The Comet returned, as he had foretold, seventeen years after Halley's death, when it was first seen in 1758, on Christmas night, by a man in Saxony, named Palitsch, who was looking for the Comet.
From that day this Comet has been called after Halley.
Since then many famous astronomers, such as Clairaut, Pont?coulant and Laplace in France, have calculated the dates for the Comet's return.
Last time, in 1835, Halley's Comet returned within a few nights of their prediction.
This time, so the astronomers figured seventy-five years ago, the Comet should be plainly seen after dark late this May.
What they predicted has come true.
THE TERROR OF THE COMET
So long as the memory of man goes back, the appearance of a Comet has always been taken as a just cause for dread.
In the train of Comets, it has ever been held, come wars, bloodshed, fires, floods, plagues, famine and the fall of mighty rulers.
Our Holy Bible confirms this time-honoured belief.
"Nation shall rise against nation, and kingdom against kingdom; and great earthquakes shall be in divers places, and famines and pestilences; and fearful sights and great signs shall there be from Heaven."
In the Revelation of St. John the Divine we read:
"There fell from Heaven a great star burning as a torch," and again :
"There was seen another sign in Heaven, and behold a great red dragon ... and his tail draweth a third part of the stars in Heaven. And behold the third woe cometh quickly."
The "flaming sword" in the hands of the angel of the Lord, when Adam and Eve were driven from the Garden of Eden, many sacred writers hold, can only be interpreted as a Comet.
So, too, when Jerusalem was to be wasted by a plague, David beheld a Comet in the shape of a flaming sword:
The fall of Satan, some sacred writers hold, was marked by the appearance of a Comet. In Isaiah we find:
"How art thou fallen from Heaven, O flaming one, son of the morning!"
John Milton, in his "Paradise Lost," has fixed this image in immortal verse:
"Satan stood Unterrified, and as a Comet burned That fired the length of Ophiuchus huge In th' arctic sky, and from its horrid hair, Shakes pestilence and war."

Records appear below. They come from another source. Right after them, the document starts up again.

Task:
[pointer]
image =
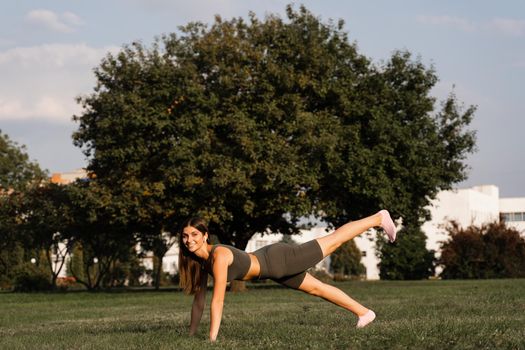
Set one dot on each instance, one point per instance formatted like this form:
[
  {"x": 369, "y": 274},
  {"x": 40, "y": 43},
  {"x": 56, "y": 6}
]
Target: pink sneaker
[
  {"x": 366, "y": 319},
  {"x": 388, "y": 225}
]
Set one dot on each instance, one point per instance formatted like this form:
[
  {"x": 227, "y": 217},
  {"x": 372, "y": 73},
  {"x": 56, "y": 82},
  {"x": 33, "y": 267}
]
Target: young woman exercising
[{"x": 281, "y": 262}]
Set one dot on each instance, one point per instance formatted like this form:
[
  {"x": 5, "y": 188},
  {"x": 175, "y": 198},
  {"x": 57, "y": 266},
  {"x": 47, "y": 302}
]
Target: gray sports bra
[{"x": 238, "y": 268}]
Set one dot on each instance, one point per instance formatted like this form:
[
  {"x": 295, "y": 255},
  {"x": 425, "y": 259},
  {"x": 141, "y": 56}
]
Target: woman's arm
[
  {"x": 198, "y": 304},
  {"x": 222, "y": 259}
]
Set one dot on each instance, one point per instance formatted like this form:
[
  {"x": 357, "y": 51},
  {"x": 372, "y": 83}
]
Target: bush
[
  {"x": 407, "y": 258},
  {"x": 30, "y": 278},
  {"x": 487, "y": 251},
  {"x": 345, "y": 262}
]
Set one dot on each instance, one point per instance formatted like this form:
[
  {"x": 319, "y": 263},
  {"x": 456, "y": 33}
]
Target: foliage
[
  {"x": 487, "y": 251},
  {"x": 243, "y": 122},
  {"x": 346, "y": 260},
  {"x": 16, "y": 170},
  {"x": 29, "y": 277},
  {"x": 44, "y": 212},
  {"x": 406, "y": 259},
  {"x": 104, "y": 236}
]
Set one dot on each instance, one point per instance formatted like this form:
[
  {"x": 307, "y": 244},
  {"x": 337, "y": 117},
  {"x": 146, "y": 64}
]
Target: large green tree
[{"x": 255, "y": 123}]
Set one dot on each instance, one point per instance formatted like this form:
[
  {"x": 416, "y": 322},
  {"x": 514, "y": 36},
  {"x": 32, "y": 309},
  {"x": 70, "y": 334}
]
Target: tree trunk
[{"x": 158, "y": 271}]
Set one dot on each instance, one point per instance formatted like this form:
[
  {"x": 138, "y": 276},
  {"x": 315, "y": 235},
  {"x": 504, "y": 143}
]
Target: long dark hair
[{"x": 190, "y": 267}]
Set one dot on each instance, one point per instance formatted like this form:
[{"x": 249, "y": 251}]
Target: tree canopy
[
  {"x": 254, "y": 124},
  {"x": 16, "y": 170}
]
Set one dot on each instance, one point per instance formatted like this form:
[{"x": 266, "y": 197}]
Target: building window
[{"x": 512, "y": 217}]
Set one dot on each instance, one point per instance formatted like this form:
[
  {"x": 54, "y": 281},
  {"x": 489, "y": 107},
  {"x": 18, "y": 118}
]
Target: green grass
[{"x": 488, "y": 314}]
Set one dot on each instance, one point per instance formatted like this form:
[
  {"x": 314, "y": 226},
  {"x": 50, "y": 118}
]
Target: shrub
[
  {"x": 487, "y": 251},
  {"x": 407, "y": 258}
]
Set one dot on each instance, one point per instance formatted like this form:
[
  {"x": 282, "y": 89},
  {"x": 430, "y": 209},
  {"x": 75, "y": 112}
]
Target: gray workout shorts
[{"x": 286, "y": 263}]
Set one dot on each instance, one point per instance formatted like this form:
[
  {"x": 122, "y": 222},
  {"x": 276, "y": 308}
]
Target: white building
[
  {"x": 476, "y": 205},
  {"x": 471, "y": 206}
]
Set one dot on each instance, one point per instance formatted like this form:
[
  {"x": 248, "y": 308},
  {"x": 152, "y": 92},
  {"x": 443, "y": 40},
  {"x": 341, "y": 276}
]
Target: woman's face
[{"x": 193, "y": 239}]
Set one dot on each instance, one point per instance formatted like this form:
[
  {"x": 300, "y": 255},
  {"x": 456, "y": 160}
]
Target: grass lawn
[{"x": 486, "y": 314}]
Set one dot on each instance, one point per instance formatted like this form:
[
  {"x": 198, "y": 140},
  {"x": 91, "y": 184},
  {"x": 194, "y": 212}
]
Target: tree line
[{"x": 253, "y": 124}]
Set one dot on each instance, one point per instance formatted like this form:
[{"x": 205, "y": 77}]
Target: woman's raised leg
[{"x": 331, "y": 242}]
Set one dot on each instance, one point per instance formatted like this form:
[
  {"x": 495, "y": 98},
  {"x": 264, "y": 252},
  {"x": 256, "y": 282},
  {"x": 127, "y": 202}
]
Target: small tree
[
  {"x": 486, "y": 251},
  {"x": 44, "y": 216},
  {"x": 16, "y": 170},
  {"x": 406, "y": 259},
  {"x": 346, "y": 260}
]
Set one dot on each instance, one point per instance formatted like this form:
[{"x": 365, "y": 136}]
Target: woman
[{"x": 281, "y": 262}]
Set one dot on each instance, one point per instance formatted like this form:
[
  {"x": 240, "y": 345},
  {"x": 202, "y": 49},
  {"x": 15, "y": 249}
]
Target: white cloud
[
  {"x": 448, "y": 21},
  {"x": 63, "y": 23},
  {"x": 41, "y": 82},
  {"x": 519, "y": 64},
  {"x": 508, "y": 26}
]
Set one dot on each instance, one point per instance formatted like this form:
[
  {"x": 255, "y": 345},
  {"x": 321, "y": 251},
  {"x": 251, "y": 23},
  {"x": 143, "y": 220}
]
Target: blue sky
[{"x": 48, "y": 50}]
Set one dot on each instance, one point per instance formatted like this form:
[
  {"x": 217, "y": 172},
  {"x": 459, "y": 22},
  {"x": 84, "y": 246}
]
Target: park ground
[{"x": 480, "y": 314}]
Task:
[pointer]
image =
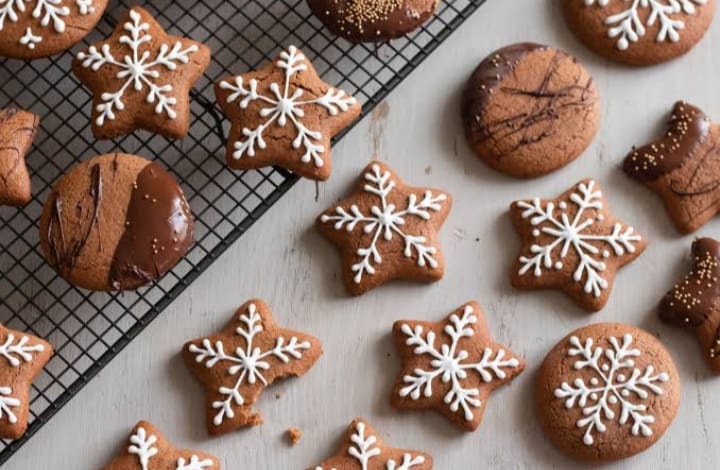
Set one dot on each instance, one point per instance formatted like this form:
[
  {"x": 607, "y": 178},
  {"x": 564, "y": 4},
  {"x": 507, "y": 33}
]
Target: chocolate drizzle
[
  {"x": 158, "y": 230},
  {"x": 687, "y": 130}
]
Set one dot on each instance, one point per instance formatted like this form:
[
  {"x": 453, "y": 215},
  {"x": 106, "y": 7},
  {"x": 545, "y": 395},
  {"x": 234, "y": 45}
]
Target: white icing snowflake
[
  {"x": 363, "y": 449},
  {"x": 248, "y": 363},
  {"x": 384, "y": 220},
  {"x": 616, "y": 381},
  {"x": 573, "y": 232},
  {"x": 15, "y": 353},
  {"x": 628, "y": 27},
  {"x": 448, "y": 364},
  {"x": 45, "y": 11},
  {"x": 283, "y": 107},
  {"x": 143, "y": 445},
  {"x": 137, "y": 69}
]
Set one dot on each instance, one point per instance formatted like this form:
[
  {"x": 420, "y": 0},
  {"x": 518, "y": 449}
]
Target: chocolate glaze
[
  {"x": 692, "y": 301},
  {"x": 688, "y": 129},
  {"x": 158, "y": 230}
]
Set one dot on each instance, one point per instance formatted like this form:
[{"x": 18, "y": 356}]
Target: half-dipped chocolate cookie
[
  {"x": 115, "y": 222},
  {"x": 373, "y": 20},
  {"x": 529, "y": 109}
]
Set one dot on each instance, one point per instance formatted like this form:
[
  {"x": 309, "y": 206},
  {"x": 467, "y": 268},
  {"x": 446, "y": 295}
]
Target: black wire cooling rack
[{"x": 88, "y": 329}]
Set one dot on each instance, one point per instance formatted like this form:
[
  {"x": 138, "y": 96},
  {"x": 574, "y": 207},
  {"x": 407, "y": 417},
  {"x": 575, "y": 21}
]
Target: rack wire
[{"x": 88, "y": 329}]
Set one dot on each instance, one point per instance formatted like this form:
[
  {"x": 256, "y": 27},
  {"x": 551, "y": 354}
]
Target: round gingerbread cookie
[
  {"x": 373, "y": 20},
  {"x": 529, "y": 109},
  {"x": 639, "y": 32},
  {"x": 30, "y": 29},
  {"x": 115, "y": 222},
  {"x": 606, "y": 392}
]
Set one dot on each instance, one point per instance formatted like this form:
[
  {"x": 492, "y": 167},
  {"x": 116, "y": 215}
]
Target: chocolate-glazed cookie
[
  {"x": 529, "y": 109},
  {"x": 115, "y": 222},
  {"x": 373, "y": 20}
]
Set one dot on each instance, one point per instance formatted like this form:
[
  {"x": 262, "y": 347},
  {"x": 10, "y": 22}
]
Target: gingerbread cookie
[
  {"x": 607, "y": 391},
  {"x": 30, "y": 29},
  {"x": 141, "y": 78},
  {"x": 639, "y": 32},
  {"x": 693, "y": 303},
  {"x": 115, "y": 222},
  {"x": 362, "y": 449},
  {"x": 572, "y": 243},
  {"x": 681, "y": 167},
  {"x": 285, "y": 115},
  {"x": 149, "y": 450},
  {"x": 22, "y": 358},
  {"x": 373, "y": 20},
  {"x": 451, "y": 366},
  {"x": 530, "y": 109},
  {"x": 387, "y": 230},
  {"x": 17, "y": 131},
  {"x": 237, "y": 364}
]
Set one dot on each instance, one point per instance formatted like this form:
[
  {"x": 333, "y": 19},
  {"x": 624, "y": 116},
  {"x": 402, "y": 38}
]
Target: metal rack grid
[{"x": 88, "y": 329}]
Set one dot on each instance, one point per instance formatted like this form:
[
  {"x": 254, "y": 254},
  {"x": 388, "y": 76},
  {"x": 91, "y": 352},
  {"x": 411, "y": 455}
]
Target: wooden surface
[{"x": 283, "y": 260}]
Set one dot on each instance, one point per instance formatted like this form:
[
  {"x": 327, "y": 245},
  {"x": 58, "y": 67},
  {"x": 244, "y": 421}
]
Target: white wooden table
[{"x": 283, "y": 260}]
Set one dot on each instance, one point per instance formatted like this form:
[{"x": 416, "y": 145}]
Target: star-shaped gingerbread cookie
[
  {"x": 141, "y": 77},
  {"x": 17, "y": 131},
  {"x": 362, "y": 449},
  {"x": 237, "y": 364},
  {"x": 572, "y": 243},
  {"x": 284, "y": 115},
  {"x": 694, "y": 302},
  {"x": 682, "y": 167},
  {"x": 22, "y": 358},
  {"x": 148, "y": 450},
  {"x": 387, "y": 230},
  {"x": 451, "y": 366}
]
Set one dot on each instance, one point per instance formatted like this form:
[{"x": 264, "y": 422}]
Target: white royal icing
[
  {"x": 284, "y": 106},
  {"x": 46, "y": 12},
  {"x": 249, "y": 363},
  {"x": 615, "y": 382},
  {"x": 448, "y": 364},
  {"x": 384, "y": 220},
  {"x": 137, "y": 69},
  {"x": 627, "y": 26},
  {"x": 143, "y": 446},
  {"x": 15, "y": 353},
  {"x": 364, "y": 449},
  {"x": 574, "y": 232}
]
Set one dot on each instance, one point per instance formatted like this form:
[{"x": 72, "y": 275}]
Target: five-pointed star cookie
[
  {"x": 141, "y": 77},
  {"x": 284, "y": 115},
  {"x": 362, "y": 449},
  {"x": 17, "y": 130},
  {"x": 237, "y": 364},
  {"x": 572, "y": 243},
  {"x": 22, "y": 357},
  {"x": 387, "y": 230},
  {"x": 148, "y": 450},
  {"x": 693, "y": 302},
  {"x": 451, "y": 366},
  {"x": 682, "y": 167}
]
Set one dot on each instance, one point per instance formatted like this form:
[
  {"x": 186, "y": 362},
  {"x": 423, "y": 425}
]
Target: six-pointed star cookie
[
  {"x": 693, "y": 302},
  {"x": 22, "y": 357},
  {"x": 285, "y": 115},
  {"x": 17, "y": 130},
  {"x": 387, "y": 230},
  {"x": 572, "y": 243},
  {"x": 451, "y": 366},
  {"x": 149, "y": 450},
  {"x": 682, "y": 167},
  {"x": 362, "y": 449},
  {"x": 237, "y": 364},
  {"x": 141, "y": 77}
]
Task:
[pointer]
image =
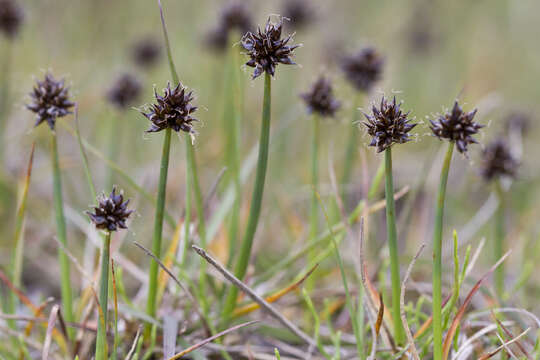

The Great Deluge, described in Holy Writ, came after the appearance of a mighty Comet , so Dr. William Whiston, Sir Isaac Newton's successor in the Lucasian chair of Mathematics at Cambridge, set forth in a special treatise. The great French astronomer, Laplace, also reached the same conclusion.
This same Comet likewise foretold the final fall of the Holy City, Jerusalem, in the year 70 after Christ. This Comet was seen by St. Peter. Josephus in his History of the Jewish Wars recorded the nightly appearance of this Comet over the City of Jerusalem just before the war which ended with the destruction of the Holy City.
"Amongst other warnings," writes Josephus, who saw this Comet with his own eyes, "a Comet of the kind called sword-shaped, because their tails appear to represent the blade of a sword, was seen above the city for the space of a whole year."
Josephus at the time rebuked his Jewish countrymen for listening to false prophets while so clear a sign from Heaven was before their very eyes.